There is such a great need!

by Pamela Gaw in May 2011

I found Silvia’s blog in February and immediately felt called to help.  Silvia is an amazing woman, so devoted and full of love.

A couple of things we did:

Medical Interns: We invited the Medical Interns over for dinner and to watch some birth videos. The students were very open-minded and were discussing  the freedom of movement and water births.

Workshop:  Silvia and I had a great workshop with 7 of the labor & delivery nurses. We spoke on relaxation techniques, positions during labor, massage techniques (which the nurses loved!), the Dar a Luz Honduras project and about doulas. I am so excited to hear that so many doulas are interested in coming to Honduras.  I just got back today and can’t wait to return.  There is such a great need for help in Honduras.

There are differences in the birth culture from the U.S. For example, husbands/partners are not allowed in the labor rooms, often no freedom of movement past 5 centimeters (moms have to stay in bed laying down).

Maria and PamelaMaria and Pamela, Maria agreed with taking the picture and publishing it

On my last night, we worked at the hospital with three first time moms.  After the births, (which were all within 30 minutes of each other), one doctor said, “Wow I am surprised these moms dilated so fast” to which a nurse replied “It’s because Silvia and the doula were here.” It’s not because of us, but it’s the power of someone present, who by loving and caring for the moms, helps them relax and progress quicker. Studies show 25% shorter birth with the presence of a doula. (Information obtained from studies in Mothering the Mother, Klaus, Kennell, and Klaus (1993).

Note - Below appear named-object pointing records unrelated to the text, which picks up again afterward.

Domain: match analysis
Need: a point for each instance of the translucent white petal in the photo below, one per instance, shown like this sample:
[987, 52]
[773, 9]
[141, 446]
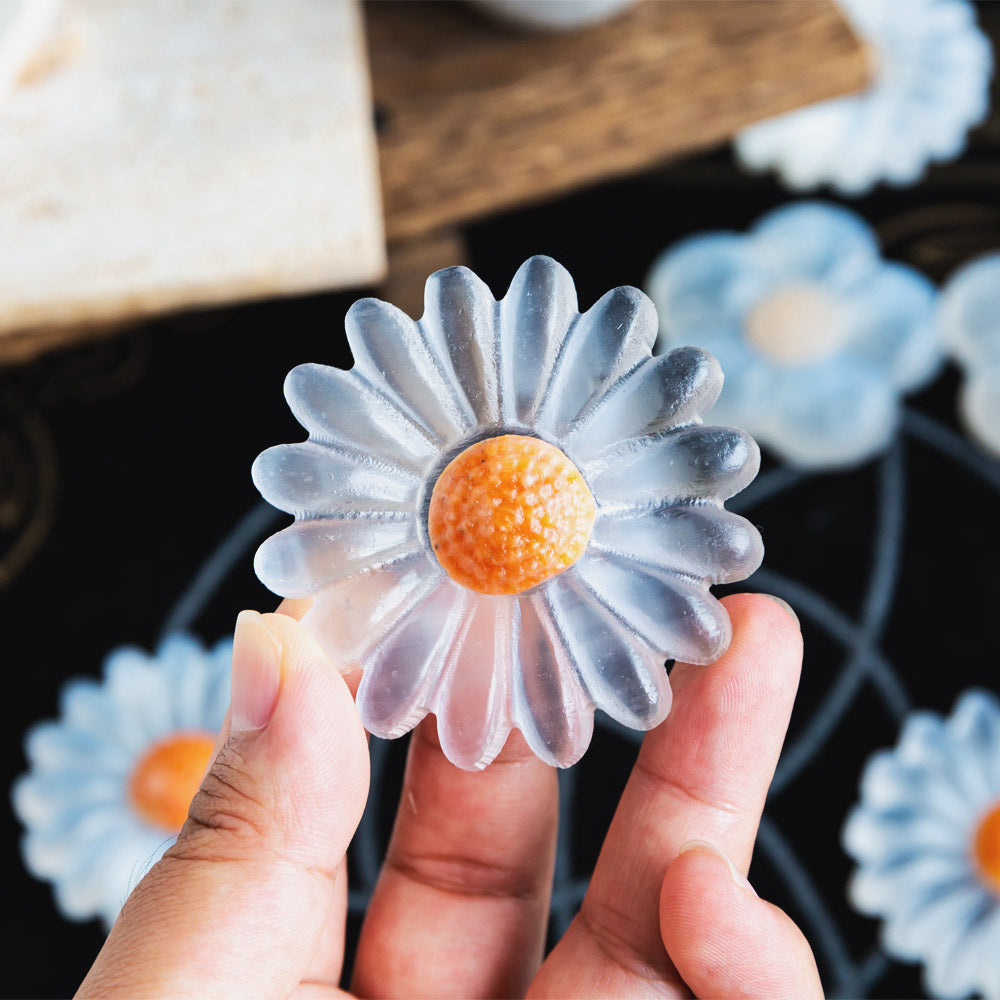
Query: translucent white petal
[399, 673]
[663, 392]
[551, 708]
[460, 316]
[677, 618]
[309, 555]
[535, 315]
[393, 353]
[625, 678]
[316, 480]
[690, 463]
[472, 697]
[816, 242]
[699, 540]
[893, 325]
[347, 618]
[608, 340]
[338, 407]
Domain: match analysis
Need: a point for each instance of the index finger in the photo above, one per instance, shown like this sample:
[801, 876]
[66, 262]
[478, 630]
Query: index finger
[702, 775]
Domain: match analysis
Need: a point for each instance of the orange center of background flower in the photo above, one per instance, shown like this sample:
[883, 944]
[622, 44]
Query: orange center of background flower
[986, 847]
[508, 513]
[165, 778]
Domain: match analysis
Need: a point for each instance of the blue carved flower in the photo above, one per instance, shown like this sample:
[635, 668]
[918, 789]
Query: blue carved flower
[926, 837]
[931, 71]
[970, 320]
[110, 780]
[817, 334]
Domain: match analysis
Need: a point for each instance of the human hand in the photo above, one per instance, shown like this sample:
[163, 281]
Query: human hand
[251, 901]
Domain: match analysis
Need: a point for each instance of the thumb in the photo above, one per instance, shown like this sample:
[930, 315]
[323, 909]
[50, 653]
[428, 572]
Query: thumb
[238, 905]
[724, 940]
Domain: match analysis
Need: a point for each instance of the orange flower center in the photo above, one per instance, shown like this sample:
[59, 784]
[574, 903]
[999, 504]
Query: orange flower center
[165, 778]
[508, 513]
[986, 847]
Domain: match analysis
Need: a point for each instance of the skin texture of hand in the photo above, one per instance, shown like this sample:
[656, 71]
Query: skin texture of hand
[251, 901]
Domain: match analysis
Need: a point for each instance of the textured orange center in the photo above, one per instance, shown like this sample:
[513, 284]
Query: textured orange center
[165, 778]
[986, 847]
[508, 513]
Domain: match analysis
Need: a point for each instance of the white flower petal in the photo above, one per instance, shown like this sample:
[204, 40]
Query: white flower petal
[607, 341]
[50, 746]
[535, 314]
[138, 688]
[689, 463]
[677, 618]
[893, 325]
[338, 407]
[914, 930]
[965, 948]
[398, 674]
[551, 708]
[980, 406]
[195, 676]
[625, 677]
[472, 697]
[315, 480]
[350, 616]
[975, 723]
[392, 352]
[706, 280]
[460, 316]
[845, 413]
[86, 706]
[663, 392]
[309, 555]
[699, 540]
[816, 242]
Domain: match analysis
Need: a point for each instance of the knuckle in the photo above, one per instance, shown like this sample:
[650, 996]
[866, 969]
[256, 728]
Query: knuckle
[227, 812]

I am truly blessed by my experience and so inspired by Silvia.  She is a pioneer paving the way for volunteers to come into the hospitals in Honduras.  Silvia has already gone to several hospitals and has established relationships with nurses, doctors and host families.  One of her visions is to have doulas all over Honduras.

One thought on “There is such a great need!

  1. Up to ten beds side by side, with some paper towel at the end and a big unsanitary garbage bucket sitting below. Often with rainwater dripping down the walls, and 9 other pregnant young women about to give birth. It is common for only one doctor and one resident to be present, with an intern and a couple nurses to help out. Family is not allowed in the delivery room, it’s just the young and terrified soon-to-be new moms.